AI agents can perform complex tasks with a high degree of autonomy as they leverage multiple AI models that operate across various data types. “In practice, AI agents often involve a combination of traditional AI models and generative AI models, including SLMs, which support distinct steps in each workflow. SLMs are crucial in handling specific tasks like real-time speech-to-text conversion. In an agentic AI system, these models work together to provide comprehensive solutions. With the use of SLMs, AI agents can then be fine-tuned for specific tasks, delivering highly effective outcomes and revolutionising industries reliant on intricate workflows,” explains NCS’s Ying.
In the case of a call centre, SLMs can be trained to understand local accents and unique vocabularies, transcribing audio signals into text. The transcribed text is then processed by LLMs that assist human agents by suggesting responses. After a call, additional LLMs can handle tasks such as summarising the conversation, assessing quality and compliance, and alerting supervisors of discrepancies. This seamless workflow — where different AI models are integrated and specialised — has led to measurable gains in productivity, as exemplified in a project NCS did for Singapore’s Ministry of Manpower (MOM).
NCS partnered with AWS to add Gen AI features to MOM’s contact centre, reducing handling time by 12% and cutting average after-call work by over 50%, Ying shares.
Using AI tools also streamlined the tasks of call centre agents allowing them to focus more on each caller’s specific queries. Job satisfaction increased and overall productivity improved by 6%.
Dr Leslie Teo, senior director of AI Products at AI Singapore, agrees that SLMs offer a complementary approach to AI agents. “AI agents are not a specific model per se but rather a framework and approach for groups of AI models (which may or may not be LLMs or SLMs) working to accomplish a particular task. With their compact size and optimised architectures, SLMs can perform complex reasoning and decision-making tasks required by AI agents while maintaining speed and efficiency.

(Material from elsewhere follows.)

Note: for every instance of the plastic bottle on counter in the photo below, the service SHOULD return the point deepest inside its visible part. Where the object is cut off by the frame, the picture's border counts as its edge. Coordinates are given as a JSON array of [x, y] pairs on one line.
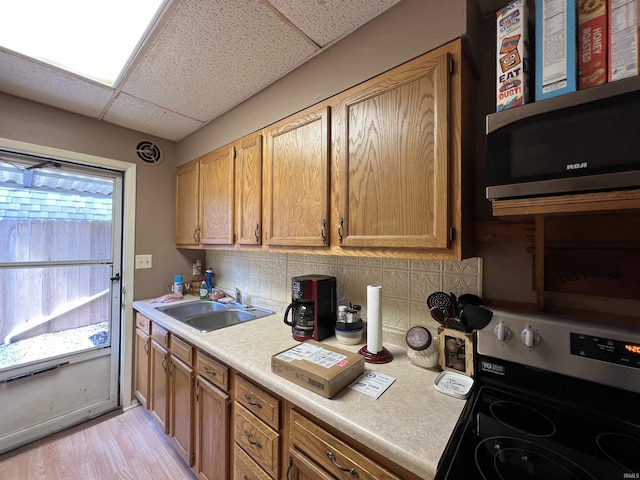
[[208, 278], [204, 291], [177, 284], [342, 313]]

SLMs can also be trained to understand specific contexts and domains, allowing AI agents to operate effectively in their intended environments,” he adds.
Generative AI at the edge
SLMs and AI agents, including DeepSeek, are expected to accelerate the advancement of edge devices such as robots, personal computers (PCs) and smartphones.
“The edge AI (or AI-powered devices) and mobile AI space could see long-term implications. While DeepSeek is still a cloud-first model, its efficiency breakthroughs point toward a future where powerful AI can run more effectively on local hardware. This could drive further investment in AI-optimised chips, benefiting firms like Qualcomm, Apple and AMD,” says Leslie Joseph, principal analyst at research and advisory firm Forrester.
NCS’s Ying adds that SLMs and AI agents can make “AI-powered devices more efficient, privacy-conscious, and widely accessible” by minimising the need to transmit sensitive data to cloud services.
SLMs enhance smartphone functionality and privacy. The latest devices from Google and Samsung feature Google’s smallest AI model, Gemini Nano, while iOS devices integrate on-device foundation models. By doing so, users can interact with their phones more seamlessly without needing an Internet connection or cloud-based processing, ensuring sensitive data stays on the device.
Research firm International Data Corp (IDC) predicts that Gen AI-enabled phones will be “the next big thing the mobile industry has to offer consumers”. Worldwide shipments of such smartphones are expected to grow at a CAGR of 78.4% to reach 912 million by 2028.
As for AI robots, SLMs empower them with efficient, on-the-fly language understanding and decision-making. This allows robots to interpret instructions, navigate environments, and perform tasks autonomously without heavy reliance on cloud resources. “Due to their smaller size, SLMs are ideal for edge devices, where power and computational resources are limited. This makes robots more agile and responsive, enhancing their ability to perform real-time tasks in dynamic, real-world environments,” says NCS’s Ying.
AI robots are expected to become mainstream soon. A Citi GPS report in December 2024 indicated investors’ optimism as venture capital investment in robotics reached US$10 billion in 2023, of which 38% went to Asia. The report also estimates that the global AI robot population will hit 1.3 billion by 2035 and increase to 4 billion by 2050. These robots will transform various sectors, including healthcare, manufacturing and hospitality.
Embedding AI into PCs
First introduced in late 2023, AI PCs are expected to see greater adoption this year due to AI advancements and the promise of improved productivity. Data from research firm Canalys shows that 13.3 million AI PC units were shipped globally in 3Q2024, accounting for one-fifth of all PC shipments that quarter. The top three Windows-based AI PC providers were HP, Lenovo and Dell.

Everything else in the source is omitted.